For instructions on how to do the above consult the related documentation. Explaining how to compile a kernel or install XFree86 is outside the scope of this guide.

2.3 Installing the DRI drivers

Unless you are interested in DRI development you should download the binary DRI driver packages and install them.

Go to the downloads page and download the latest package that matches your operating system, architecture and hardware. Then extract the package and run the install script to install the drivers.

For more detailed instructions on how to do this check out the install readme file.

2.3 Configuring XFree86

This is the largest section of the guide and explains how to configure XFree86 to actually use the DRI.

STEP 1: First of all you have to modify your XFree86 config file so it loads the dri and glx modules. The config file is usually located at /etc/X11/XF86Config (on Redhat Linux it is /etc/X11/XF86Config-4).

To begin login as the root user and open the config file using your favorite text editor. Locate the Module section in the file:

Section "Module"

This section defines which modules will be loaded by XFree86 on startup. Make sure the glx and dri modules are listed:

Load "glx"
Load "dri"

If you do not see the above two lines in the Module section add them and then save the file.

STEP 2: Next you have to configure the Device section to load the correct driver for your graphics card.

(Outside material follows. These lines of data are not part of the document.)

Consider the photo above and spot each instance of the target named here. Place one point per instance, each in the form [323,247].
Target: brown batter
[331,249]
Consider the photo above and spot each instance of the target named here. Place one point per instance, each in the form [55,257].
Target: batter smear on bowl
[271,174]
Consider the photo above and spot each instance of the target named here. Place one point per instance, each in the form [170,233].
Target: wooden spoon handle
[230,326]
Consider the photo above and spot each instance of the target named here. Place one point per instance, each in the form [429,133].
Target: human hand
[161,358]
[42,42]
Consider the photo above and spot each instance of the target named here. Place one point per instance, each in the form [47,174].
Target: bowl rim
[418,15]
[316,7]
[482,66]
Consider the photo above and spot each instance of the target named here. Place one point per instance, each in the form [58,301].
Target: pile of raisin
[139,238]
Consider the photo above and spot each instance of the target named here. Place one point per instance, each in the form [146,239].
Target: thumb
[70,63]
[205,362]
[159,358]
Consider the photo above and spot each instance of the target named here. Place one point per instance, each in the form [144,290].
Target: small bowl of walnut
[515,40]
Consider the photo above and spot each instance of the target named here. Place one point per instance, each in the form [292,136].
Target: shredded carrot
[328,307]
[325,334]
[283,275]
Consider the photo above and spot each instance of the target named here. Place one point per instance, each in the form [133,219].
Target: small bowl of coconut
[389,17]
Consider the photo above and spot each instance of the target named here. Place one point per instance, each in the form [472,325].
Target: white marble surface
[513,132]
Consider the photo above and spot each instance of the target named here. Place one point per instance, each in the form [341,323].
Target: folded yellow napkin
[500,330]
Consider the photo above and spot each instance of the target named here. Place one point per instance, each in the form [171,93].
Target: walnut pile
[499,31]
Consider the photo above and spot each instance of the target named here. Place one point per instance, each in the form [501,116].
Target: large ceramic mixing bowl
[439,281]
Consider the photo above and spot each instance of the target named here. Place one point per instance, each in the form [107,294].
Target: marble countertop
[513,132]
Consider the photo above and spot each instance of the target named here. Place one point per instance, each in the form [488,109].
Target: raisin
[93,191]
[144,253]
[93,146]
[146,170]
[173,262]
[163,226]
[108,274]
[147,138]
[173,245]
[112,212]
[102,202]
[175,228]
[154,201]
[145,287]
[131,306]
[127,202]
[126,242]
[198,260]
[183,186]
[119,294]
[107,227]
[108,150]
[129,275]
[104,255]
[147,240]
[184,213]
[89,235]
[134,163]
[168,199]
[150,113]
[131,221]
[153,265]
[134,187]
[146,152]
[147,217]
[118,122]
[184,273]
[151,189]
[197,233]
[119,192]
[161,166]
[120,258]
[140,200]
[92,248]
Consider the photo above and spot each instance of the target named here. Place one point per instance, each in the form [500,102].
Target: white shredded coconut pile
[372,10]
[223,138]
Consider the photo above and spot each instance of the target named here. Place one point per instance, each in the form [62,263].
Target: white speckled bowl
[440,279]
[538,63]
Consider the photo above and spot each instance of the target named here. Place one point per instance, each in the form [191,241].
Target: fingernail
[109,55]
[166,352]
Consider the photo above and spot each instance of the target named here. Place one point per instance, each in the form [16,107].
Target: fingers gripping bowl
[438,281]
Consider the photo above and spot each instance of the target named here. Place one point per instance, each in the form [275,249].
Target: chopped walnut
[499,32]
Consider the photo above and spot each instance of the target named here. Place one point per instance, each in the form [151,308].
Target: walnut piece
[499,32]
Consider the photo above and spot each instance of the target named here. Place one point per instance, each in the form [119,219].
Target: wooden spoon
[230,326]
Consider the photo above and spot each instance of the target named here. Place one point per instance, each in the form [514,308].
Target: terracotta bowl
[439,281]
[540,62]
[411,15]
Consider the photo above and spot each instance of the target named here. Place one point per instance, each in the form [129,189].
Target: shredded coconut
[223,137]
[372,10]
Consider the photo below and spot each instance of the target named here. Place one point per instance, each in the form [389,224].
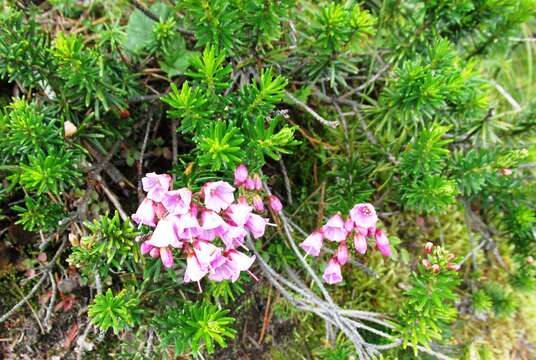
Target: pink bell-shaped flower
[218,195]
[334,229]
[364,215]
[177,202]
[313,243]
[332,273]
[382,243]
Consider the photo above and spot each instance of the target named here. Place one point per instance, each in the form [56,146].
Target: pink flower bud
[257,183]
[382,243]
[241,174]
[146,248]
[342,253]
[360,243]
[167,257]
[249,184]
[332,273]
[349,225]
[275,203]
[155,253]
[258,204]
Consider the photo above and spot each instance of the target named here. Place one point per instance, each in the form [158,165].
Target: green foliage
[424,187]
[113,311]
[110,245]
[39,214]
[194,326]
[428,305]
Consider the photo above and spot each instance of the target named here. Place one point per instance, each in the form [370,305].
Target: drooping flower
[238,213]
[167,257]
[224,269]
[334,229]
[382,243]
[233,237]
[212,225]
[146,248]
[241,174]
[342,253]
[332,273]
[187,226]
[146,213]
[258,204]
[165,234]
[360,243]
[218,195]
[256,225]
[177,202]
[364,215]
[275,203]
[313,243]
[194,271]
[156,185]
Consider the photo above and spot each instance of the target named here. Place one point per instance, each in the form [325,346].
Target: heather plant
[277,179]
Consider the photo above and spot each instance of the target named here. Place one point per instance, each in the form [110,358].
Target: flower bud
[241,174]
[275,203]
[258,204]
[69,129]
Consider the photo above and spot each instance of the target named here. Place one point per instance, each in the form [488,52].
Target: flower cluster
[361,224]
[194,224]
[438,258]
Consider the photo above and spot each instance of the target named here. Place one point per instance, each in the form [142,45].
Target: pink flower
[349,225]
[342,253]
[275,203]
[241,260]
[205,253]
[238,213]
[218,195]
[233,237]
[155,253]
[213,225]
[167,257]
[187,226]
[177,202]
[224,269]
[382,243]
[332,273]
[360,243]
[194,271]
[364,215]
[156,185]
[313,243]
[334,229]
[165,234]
[146,248]
[257,183]
[241,174]
[146,213]
[258,204]
[256,224]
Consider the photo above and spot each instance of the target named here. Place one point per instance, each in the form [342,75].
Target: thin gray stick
[314,114]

Again, open the config file with your favorite text editor and locate the Device section:

Section "Device"

Inside the Device section there will be a Driver line listing the driver to use for the graphics device:

Driver "XXX"

Depending on your graphics card you have to enter a different driver:

Card Manufacturer Driver Name
ATI ati
Matrox mga
3dfx tdfx
Intel i810

After changing the Driver value save the file.

STEP 3: This is a very basic explanation of the setup steps required. You should read the DRI User Guide for a more detailed explanation. The guide also explains how to change the AGP mode of a driver and other options.

Testing your setup

After making the changes start your X server as usual (if you use X to login restart the computer).

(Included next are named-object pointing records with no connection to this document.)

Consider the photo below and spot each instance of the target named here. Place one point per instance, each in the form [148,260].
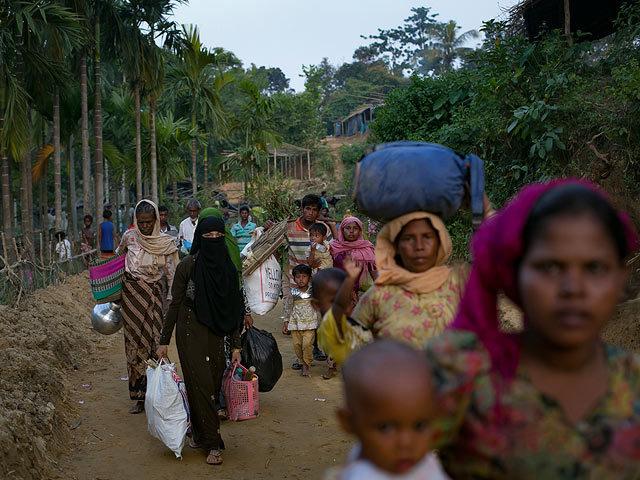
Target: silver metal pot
[106,318]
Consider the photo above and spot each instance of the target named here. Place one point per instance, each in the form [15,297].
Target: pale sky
[292,33]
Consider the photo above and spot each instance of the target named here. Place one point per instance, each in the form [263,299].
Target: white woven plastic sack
[166,407]
[262,287]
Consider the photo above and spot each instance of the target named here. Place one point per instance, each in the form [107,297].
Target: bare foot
[214,457]
[137,408]
[192,442]
[331,372]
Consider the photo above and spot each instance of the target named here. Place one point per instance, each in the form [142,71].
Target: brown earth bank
[63,402]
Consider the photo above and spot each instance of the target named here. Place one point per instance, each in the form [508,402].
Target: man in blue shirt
[243,229]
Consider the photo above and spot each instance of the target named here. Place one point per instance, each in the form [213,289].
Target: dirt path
[296,436]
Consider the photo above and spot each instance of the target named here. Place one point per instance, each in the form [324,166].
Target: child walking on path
[319,248]
[351,244]
[389,407]
[304,319]
[106,236]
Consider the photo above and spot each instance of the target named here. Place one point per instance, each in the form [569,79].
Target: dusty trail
[296,436]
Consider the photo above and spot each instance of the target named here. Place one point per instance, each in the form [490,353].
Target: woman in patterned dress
[149,254]
[552,401]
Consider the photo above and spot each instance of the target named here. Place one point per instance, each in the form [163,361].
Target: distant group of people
[426,365]
[200,296]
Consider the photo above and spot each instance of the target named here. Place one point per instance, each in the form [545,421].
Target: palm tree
[254,123]
[29,32]
[145,65]
[448,45]
[197,79]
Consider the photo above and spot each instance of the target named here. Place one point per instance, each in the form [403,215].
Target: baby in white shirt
[390,404]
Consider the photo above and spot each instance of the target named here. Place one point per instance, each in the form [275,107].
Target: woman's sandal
[332,372]
[214,457]
[192,442]
[137,408]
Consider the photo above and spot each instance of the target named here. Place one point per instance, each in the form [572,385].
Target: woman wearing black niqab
[207,305]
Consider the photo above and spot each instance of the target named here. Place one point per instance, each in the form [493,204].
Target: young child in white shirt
[304,320]
[63,247]
[318,249]
[390,404]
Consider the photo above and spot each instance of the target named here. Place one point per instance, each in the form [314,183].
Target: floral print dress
[521,433]
[389,311]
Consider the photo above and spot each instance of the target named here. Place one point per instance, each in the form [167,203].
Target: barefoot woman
[554,401]
[149,253]
[207,305]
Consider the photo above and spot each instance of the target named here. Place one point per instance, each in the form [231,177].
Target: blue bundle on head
[404,177]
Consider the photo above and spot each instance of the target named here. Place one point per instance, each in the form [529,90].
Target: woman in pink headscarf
[351,244]
[551,401]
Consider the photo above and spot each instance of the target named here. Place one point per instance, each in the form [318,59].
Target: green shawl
[229,240]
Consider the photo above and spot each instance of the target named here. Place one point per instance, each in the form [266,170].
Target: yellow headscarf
[156,246]
[390,273]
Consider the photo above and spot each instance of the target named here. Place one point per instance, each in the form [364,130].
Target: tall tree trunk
[6,195]
[24,204]
[152,153]
[107,190]
[28,226]
[41,208]
[86,155]
[567,21]
[97,124]
[27,161]
[57,178]
[206,173]
[72,190]
[138,144]
[113,196]
[193,166]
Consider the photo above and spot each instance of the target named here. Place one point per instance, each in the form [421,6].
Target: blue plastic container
[403,177]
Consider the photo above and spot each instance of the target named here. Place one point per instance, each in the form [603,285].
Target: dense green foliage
[532,110]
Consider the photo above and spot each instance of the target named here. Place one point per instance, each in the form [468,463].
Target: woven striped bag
[106,276]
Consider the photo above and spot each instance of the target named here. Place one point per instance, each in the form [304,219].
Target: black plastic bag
[260,350]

Next run the glxinfo program. This program will print out information relating to the DRI/GLX setup. Specifically look for the following:

direct rendering: yes
OpenGL vendor string: VA Linux Systems, Inc.
OpenGL renderer string: Mesa DRI Rage128 20010405 Pro AGP 4x x86/MMX/3DNow!
OpenGL version string: 1.2 Mesa 3.4.1

This will list the current renderer being used (in this case a Rage 128 Pro), the OpenGL vendor (which should be VA Linux Systems) and most importantly if direct rendering is enabled.

If you do not see the bold line above then something is wrong with your setup. Make sure you have followed all steps in this guide. If you need more help consult the other documentation, the FAQ or send a message to the dri-users mailing list.

3. Troubleshooting

This section will explore the solutions to three common problems.

1. My X server wont start after following this guide because ...

Solution: The problem is most likely that you have an outdated X server binary. To solve the problem download the Extras package matching your system from the DRI website. Then re-install the DRI drivers. See the install readme for more information.

2. I run glxinfo or another OpenGL program and it crashes right away!

Solution: Most likely you have a problem with libGL not being linked correctly. The easiest solution is to re-install the DRI drivers using the force option. See the install readme for more information.

You can also manually re-link the libGL library. Look at this FAQ item for more information.

3. I run an OpenGL program after following this guide but it runs reeeeally slowly!

Solution: First off all, go and run glxinfo and make sure direct rendering is enabled. If it is not then you did something else wrong along the way. Go back and make sure you have followed every step in this guide.

If direct rendering is enabled you probably have a libGL problem, follow the solution to the question above.

And most importantly, if you have other problems read the FAQ or send a message to the mailing lists.